Enjoying Fruits and Vegetables

Fruits and vegetables are so fantastic. I’m not just saying that because I’m a dietitian and I want you to eat more fruits and vegetables. I truly think they are amazing food stuffs. Not only are they tasty, but they are packed full of vitamins, minerals, fiber and other nutrients that are incredibly beneficial for health and well-being. All this, and they have the added benefit of being low in calories.

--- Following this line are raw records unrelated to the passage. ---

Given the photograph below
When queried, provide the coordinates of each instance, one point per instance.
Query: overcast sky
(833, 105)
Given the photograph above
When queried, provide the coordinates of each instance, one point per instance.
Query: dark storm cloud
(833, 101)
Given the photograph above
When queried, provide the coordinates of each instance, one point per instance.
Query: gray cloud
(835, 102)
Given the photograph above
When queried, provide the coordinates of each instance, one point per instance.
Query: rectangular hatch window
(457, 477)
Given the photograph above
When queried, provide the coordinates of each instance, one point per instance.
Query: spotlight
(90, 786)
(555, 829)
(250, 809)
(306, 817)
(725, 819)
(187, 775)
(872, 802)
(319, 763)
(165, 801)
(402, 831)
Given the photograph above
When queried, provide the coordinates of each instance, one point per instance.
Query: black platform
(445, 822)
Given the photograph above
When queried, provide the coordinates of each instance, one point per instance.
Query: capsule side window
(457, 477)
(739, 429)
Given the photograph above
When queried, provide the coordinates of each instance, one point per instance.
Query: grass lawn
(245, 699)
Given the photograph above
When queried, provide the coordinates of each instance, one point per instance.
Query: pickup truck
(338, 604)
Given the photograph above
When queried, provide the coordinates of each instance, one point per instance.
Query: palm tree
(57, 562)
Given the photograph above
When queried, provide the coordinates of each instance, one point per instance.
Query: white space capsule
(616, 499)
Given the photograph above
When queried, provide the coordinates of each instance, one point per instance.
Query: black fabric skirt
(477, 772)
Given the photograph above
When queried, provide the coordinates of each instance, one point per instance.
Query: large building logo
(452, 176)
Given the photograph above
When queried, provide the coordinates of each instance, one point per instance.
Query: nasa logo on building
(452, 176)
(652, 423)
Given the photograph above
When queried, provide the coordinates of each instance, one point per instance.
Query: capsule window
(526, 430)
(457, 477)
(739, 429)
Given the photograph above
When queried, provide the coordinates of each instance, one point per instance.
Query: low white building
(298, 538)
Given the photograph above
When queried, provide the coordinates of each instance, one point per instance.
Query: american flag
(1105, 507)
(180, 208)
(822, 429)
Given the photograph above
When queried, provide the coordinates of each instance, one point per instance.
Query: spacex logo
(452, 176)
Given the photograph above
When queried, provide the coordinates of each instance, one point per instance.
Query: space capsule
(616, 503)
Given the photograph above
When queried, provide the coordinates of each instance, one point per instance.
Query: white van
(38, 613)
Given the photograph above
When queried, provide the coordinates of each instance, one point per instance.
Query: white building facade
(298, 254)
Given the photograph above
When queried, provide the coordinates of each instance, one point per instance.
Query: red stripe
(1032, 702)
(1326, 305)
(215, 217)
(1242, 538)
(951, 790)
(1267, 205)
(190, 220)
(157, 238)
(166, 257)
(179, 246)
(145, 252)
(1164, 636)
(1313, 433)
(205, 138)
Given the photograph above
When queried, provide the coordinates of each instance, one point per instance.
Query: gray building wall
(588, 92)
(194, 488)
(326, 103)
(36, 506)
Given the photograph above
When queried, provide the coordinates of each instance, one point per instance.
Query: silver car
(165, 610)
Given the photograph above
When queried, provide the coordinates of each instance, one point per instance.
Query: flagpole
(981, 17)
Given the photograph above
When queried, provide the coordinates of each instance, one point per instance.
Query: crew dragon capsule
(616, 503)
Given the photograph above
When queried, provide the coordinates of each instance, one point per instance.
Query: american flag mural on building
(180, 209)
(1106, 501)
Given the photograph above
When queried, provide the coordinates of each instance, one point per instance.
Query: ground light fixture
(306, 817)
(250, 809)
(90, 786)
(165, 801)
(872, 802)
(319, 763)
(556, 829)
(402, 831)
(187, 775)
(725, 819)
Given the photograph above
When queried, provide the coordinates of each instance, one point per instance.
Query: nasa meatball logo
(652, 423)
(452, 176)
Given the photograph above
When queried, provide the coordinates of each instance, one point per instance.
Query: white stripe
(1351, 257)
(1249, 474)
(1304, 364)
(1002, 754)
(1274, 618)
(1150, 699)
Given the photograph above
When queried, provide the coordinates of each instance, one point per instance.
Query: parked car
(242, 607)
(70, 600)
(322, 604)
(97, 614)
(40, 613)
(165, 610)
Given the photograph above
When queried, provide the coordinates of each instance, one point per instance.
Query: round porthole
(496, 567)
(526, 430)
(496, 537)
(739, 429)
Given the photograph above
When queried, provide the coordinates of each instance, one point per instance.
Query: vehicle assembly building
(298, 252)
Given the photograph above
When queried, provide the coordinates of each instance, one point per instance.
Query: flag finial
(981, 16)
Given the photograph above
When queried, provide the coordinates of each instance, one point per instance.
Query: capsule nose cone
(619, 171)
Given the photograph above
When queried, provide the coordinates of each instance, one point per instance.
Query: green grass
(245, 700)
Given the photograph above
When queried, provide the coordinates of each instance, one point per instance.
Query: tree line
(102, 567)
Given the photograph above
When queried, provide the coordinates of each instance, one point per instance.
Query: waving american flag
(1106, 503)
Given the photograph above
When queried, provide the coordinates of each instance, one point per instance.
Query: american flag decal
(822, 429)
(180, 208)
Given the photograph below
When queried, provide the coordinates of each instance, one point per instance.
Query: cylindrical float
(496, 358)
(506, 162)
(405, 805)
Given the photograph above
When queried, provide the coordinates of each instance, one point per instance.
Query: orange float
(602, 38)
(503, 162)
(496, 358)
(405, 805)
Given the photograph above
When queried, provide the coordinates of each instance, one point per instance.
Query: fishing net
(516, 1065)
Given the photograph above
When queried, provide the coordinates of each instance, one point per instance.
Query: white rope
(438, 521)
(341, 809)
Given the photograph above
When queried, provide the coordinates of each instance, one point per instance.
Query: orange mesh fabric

Even with my love of fruits and vegetables, it can be difficult at times to think of creative ways of incorporating them into a healthy meal plan. The American Dietetic Association (www.eatright.org) gives some great tips for ways of fitting in fruits and vegetables. Here are some of my favorites:
  • Get saucy with fruit – puree berries, apples, peaches or pears for a thick sweet sauce on grilled fish or poultry, or on pancakes, waffles or French toast
  • Heat left-over whole grain rice with chopped apple, nuts and cinnamon
  • Make a veggie wrap with roasted vegetables and low-fat cheese rolled in a whole wheat tortilla
  • Top oatmeal with dried cranberries and walnuts
  • Stuff an omelette with different vegetables like broccoli, squash, spinach, mushrooms, tomatoes and onions
  • Wake up to fruit – make a habit of adding fruit to your morning oatmeal, cereal, yogurt or toast
  • Top a baked potato with beans and salsa or broccoli and low-fat cheese
  • Add grated or shredded vegetables like zucchini, squash, carrots and spinach to lasagna, meat loaf, pasta sauce and rice dishes
  • Grill colorful vegetable kabobs packed with tomatoes, green and red peppers, mushrooms and onions
  • Stuff a whole grain pitta with low-fat ricotta cheese and sliced apples–add a dash of cinnamon
The American Dietetic Association also gives this recipe, which I really like. It’s a healthy and fun popcorn snack that incorporates dried fruit. The whole recipe has 230 calories.
Popcorn Delight
  • 3 cups popped fat-free or plain unsalted popcorn
  • 1 tablespoon sliced almonds
  • 2 tablespoons raisins or other dried fruit like cranberries, apricots or dates
  • 1/2 teaspoon ground cinnamon
  • 1 teaspoon sugar
In a medium bowl, combine the ingredients and toss well.
The more we can incorporate fruits and vegetables into fun recipes, the more likely we will be to enjoy them and actually eat them. So try some of these ideas and see what you think!